The comments are filled with people from colleges all across Texas who resonate with the video, from Texas A&M University to Texas Tech University.
“I feel like I should have went to an HBCU [Historically Black College and University],” Davis said. “Sometimes I want to transfer but I have friends here.”
Attending UT Austin is the first time Davis has not been around people he could relate to. He grew up around the Black community his entire life.
“I want to meet a group of people I can have intellectual conversations with,” Davis said. “Talk about society, music, and movies.” Due to the pandemic, fewer people are on campus, and Davis has yet to know what it’s like to avoid the crowds of rushing students and brave bikers despite living on campus for his freshman year.
'How we’re going to continue to survive'
McBride said greater institutional support, from funding student organizations and mental health resources to compensating the work it takes to sustain community building efforts for students, faculty, and staff, is the support BIPOC people need during the pandemic.

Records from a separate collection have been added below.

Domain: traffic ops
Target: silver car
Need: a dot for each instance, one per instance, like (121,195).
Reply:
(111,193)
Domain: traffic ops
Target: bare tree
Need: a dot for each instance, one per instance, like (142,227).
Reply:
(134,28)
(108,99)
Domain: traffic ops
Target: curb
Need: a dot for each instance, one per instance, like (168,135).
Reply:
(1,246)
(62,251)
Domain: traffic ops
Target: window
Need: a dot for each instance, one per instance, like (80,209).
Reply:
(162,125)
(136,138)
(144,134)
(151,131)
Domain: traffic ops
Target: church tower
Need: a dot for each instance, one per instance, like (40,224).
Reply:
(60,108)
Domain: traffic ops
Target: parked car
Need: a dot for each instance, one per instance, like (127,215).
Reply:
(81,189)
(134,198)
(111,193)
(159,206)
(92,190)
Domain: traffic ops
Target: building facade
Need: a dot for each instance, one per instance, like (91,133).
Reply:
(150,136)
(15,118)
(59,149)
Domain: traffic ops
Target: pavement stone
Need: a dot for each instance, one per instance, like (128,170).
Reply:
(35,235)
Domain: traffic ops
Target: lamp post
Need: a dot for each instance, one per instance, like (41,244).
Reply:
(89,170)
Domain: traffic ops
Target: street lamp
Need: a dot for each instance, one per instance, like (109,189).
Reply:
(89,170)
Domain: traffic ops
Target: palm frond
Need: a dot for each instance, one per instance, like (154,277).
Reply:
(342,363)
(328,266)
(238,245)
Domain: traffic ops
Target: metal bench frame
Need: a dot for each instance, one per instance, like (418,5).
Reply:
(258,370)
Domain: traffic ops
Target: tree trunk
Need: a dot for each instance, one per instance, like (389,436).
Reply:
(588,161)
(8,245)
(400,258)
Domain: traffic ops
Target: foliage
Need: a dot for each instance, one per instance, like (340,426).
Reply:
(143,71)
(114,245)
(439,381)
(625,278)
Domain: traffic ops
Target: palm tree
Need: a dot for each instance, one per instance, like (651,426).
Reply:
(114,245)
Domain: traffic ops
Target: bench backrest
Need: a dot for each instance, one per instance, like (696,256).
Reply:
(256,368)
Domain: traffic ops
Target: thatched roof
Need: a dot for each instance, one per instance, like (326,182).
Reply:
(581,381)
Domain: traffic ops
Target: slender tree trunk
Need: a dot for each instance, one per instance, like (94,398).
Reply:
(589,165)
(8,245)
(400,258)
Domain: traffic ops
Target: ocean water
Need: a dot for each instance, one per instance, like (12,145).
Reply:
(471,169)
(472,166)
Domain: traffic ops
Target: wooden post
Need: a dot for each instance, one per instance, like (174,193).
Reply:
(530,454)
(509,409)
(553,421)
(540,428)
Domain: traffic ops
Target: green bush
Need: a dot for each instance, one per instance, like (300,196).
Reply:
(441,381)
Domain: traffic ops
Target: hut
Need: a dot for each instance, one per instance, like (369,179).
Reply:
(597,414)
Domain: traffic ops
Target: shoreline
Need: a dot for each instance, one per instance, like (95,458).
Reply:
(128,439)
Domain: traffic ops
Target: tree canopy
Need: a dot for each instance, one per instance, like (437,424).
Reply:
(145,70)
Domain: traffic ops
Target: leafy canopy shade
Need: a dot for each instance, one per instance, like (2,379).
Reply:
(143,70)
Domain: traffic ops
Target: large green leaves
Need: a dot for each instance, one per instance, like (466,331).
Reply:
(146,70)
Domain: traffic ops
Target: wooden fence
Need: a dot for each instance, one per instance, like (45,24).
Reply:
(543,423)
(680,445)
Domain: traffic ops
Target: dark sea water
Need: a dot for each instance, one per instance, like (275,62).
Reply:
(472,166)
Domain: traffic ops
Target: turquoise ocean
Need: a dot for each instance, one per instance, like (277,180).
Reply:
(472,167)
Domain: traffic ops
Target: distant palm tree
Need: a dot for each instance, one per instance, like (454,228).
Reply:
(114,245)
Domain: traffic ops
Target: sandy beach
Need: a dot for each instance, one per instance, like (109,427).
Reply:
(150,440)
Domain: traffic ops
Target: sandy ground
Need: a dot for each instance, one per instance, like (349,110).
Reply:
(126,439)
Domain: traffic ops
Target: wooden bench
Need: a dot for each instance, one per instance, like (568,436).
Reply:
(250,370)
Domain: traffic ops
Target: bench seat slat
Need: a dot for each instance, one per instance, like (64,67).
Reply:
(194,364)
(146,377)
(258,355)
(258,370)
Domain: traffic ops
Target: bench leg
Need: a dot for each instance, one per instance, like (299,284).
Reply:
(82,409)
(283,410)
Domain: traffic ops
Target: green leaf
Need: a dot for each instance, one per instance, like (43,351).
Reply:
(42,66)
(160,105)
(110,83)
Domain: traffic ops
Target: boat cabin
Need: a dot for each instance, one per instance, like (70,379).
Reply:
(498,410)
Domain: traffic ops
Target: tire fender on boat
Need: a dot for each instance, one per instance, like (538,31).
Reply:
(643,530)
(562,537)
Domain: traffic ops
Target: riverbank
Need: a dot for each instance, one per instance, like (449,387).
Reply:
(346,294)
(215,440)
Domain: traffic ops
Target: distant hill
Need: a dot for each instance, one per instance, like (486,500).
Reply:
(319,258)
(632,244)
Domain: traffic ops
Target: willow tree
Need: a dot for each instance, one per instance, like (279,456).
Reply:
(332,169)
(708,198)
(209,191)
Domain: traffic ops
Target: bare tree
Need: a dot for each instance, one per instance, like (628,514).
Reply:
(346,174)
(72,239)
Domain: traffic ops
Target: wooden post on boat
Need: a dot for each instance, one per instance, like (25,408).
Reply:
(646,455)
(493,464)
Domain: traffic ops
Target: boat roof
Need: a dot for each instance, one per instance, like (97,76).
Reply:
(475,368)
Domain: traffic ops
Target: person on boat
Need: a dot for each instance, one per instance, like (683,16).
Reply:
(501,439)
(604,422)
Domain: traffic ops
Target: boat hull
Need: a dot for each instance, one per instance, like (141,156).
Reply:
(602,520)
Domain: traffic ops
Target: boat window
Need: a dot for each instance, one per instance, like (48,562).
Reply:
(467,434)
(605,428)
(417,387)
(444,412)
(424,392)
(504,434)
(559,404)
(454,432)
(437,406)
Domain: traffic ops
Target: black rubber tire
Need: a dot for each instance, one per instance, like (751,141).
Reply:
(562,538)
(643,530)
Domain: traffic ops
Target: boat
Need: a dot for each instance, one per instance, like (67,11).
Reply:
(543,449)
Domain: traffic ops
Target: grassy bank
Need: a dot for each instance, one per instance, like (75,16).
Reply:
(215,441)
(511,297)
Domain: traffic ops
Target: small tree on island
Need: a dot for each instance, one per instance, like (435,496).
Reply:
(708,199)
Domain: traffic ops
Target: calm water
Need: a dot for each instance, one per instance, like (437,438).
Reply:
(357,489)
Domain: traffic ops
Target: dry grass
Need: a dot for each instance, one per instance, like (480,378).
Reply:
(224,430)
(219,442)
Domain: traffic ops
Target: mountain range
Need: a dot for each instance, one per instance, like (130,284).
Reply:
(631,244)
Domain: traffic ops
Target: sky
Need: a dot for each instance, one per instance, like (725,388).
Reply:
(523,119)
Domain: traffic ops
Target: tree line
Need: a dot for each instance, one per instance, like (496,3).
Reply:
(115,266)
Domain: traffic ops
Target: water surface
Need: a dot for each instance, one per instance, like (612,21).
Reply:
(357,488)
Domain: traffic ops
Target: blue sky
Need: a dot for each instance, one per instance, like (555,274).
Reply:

UT Austin announced a series of diversity, inclusion, and equity initiatives in July 2020: recruiting, attracting, retaining, and supporting diverse students, faculty, and staff and reflecting university values through the symbols and buildings kept on campus. The progress on initiatives can be tracked, from planned and in progress to complete.
Jason Molin, the digital communications director for UT’s Division of Diversity and Community Engagement, told the Daily Dot about existing organizations that help create community for BIPOC students. Resources include the Multicultural Engagement Center, the Heman Sweatt Center for Black Males, and the Latina/x and Indigenous Leadership Institute.
In order to make resources and information more accessible for Black students, McBride is working with other students to create a Twitter list that centralizes information from different organizations and community centers on campus. This is one step McBride sees to moving forward: the empowerment of working together to provide the resources needed to thrive.
McBride knew she was going to be great. Now she is raising others to accept no limits.
“Black people historically move collectively,” McBride said. “It’s how we’ve always been able to survive so that’s how we’re going to continue to survive.”